Cereal Cups with Salty Caramel Filling

I am a huge fan of everything that is filled with gooey soft date caramel. I started expermenting with the concept of date caramel when making my Raw Salted Caramel Morsels. I love them so much that I wanted to make a variation of them so here it is: my Cereal Cups filled with salted date caramel !

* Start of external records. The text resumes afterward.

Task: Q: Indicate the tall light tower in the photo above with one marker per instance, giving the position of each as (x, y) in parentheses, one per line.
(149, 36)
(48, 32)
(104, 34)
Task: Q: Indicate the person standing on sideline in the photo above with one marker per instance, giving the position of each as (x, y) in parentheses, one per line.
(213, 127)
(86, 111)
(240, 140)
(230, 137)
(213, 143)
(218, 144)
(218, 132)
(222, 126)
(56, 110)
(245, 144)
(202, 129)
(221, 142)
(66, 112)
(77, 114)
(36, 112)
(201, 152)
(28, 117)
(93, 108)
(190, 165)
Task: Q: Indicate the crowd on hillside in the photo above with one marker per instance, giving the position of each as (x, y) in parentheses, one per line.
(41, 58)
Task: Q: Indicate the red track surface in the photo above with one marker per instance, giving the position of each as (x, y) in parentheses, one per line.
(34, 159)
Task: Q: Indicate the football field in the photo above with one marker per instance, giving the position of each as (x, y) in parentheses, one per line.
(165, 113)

The date caramel version is just so perfect for so many reasons: no added sugars, no dairy, allergy friendly, incredibly easy to make and tastes perfectly like caramel! And yes,  and the salted version is even better. So this is a treat I would make on the side (as its really easy) and keep it in an airght container in the fridge. Don’t keep it for too long though, the cereal shell will get a bit soggy.

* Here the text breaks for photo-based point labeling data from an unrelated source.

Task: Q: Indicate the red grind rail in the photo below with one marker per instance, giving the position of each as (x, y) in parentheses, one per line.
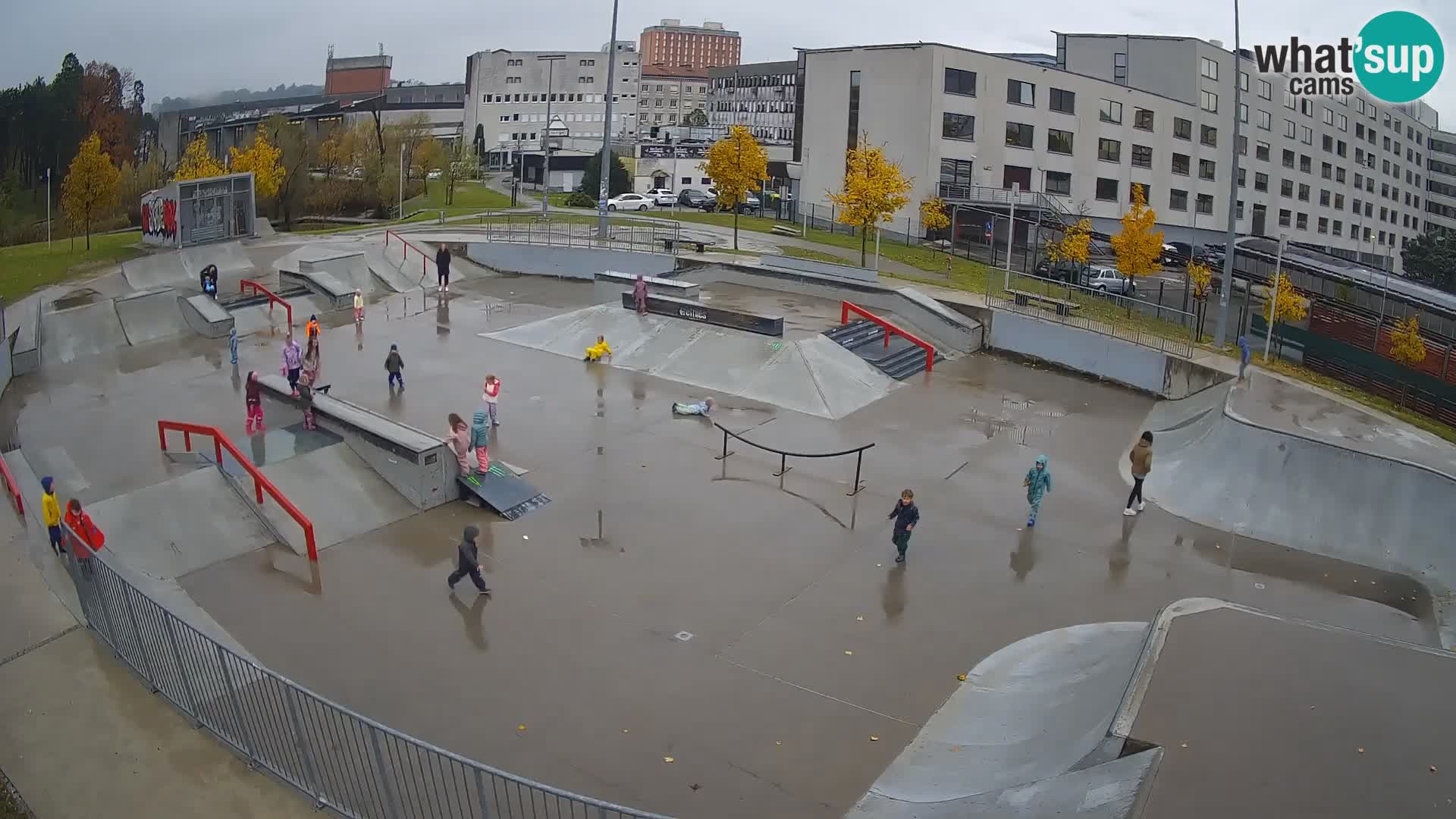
(845, 308)
(424, 257)
(261, 483)
(12, 487)
(273, 297)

So this is me holding one of these salty caramel beauties! You can guess this is really my happy place after all. Sipping a cup of tea enjoying my homemade sweets. Now what are you waiting for? Hope you all enjoy this recipe! Let me know in the comments if you do!

Healthy Cereal Cups (makes 4)

  • 140g of a sugarfree muesli mix (I used a simple sugarfree one with oats, hazelnuts, linseed, almonds and raisins)
  • 2 tbsp smooth peanut butter
  • 3 tbsp maple syrup
  • pinch of vanilla and salt (if you use salted peanut butter don’t add extra salt here)

Salted Date Caramel

  • 150g dates pre-soaked in water
  • 3 tbsp smooth peanut butter
  • pinch of vanilla
  • 8 tbsp almond milk
  • 1/4 tsp salt (if you like it slightly more salty feel free to add more but have a taste first)

Chocolate Coating

  • 50g of dark Ombar chocolate

Start with the date vanilla caramel by adding the dates, salt and almond milk to your blender. Add a pinch of vanilla here. Blend until very smooth and creamy. Transfer to a bowl and set aside. Pre-heat the oven to 190 degrees Celsius. Now mix the muesli with the maple syrup and peanut butter. Spray your muffin tin with oil and add approx. 2 tablespoon of the sticky muesli mix to each individual muffin shape and press down firmly. Then using your thumb or spoon press in a little mould. This is where we will fill in the date caramel later. Now bake your muesli cups for 10 minutes. Remove from the oven and let cool entirely. Release muesli cups from the mufffin pan. Now fill a generous teaspoon of date caramel into each muesli cup and smooth out the top. Melt your dark chocolate and pour onto each muesli cup. Let the chocolate set and then they are all ready to eat!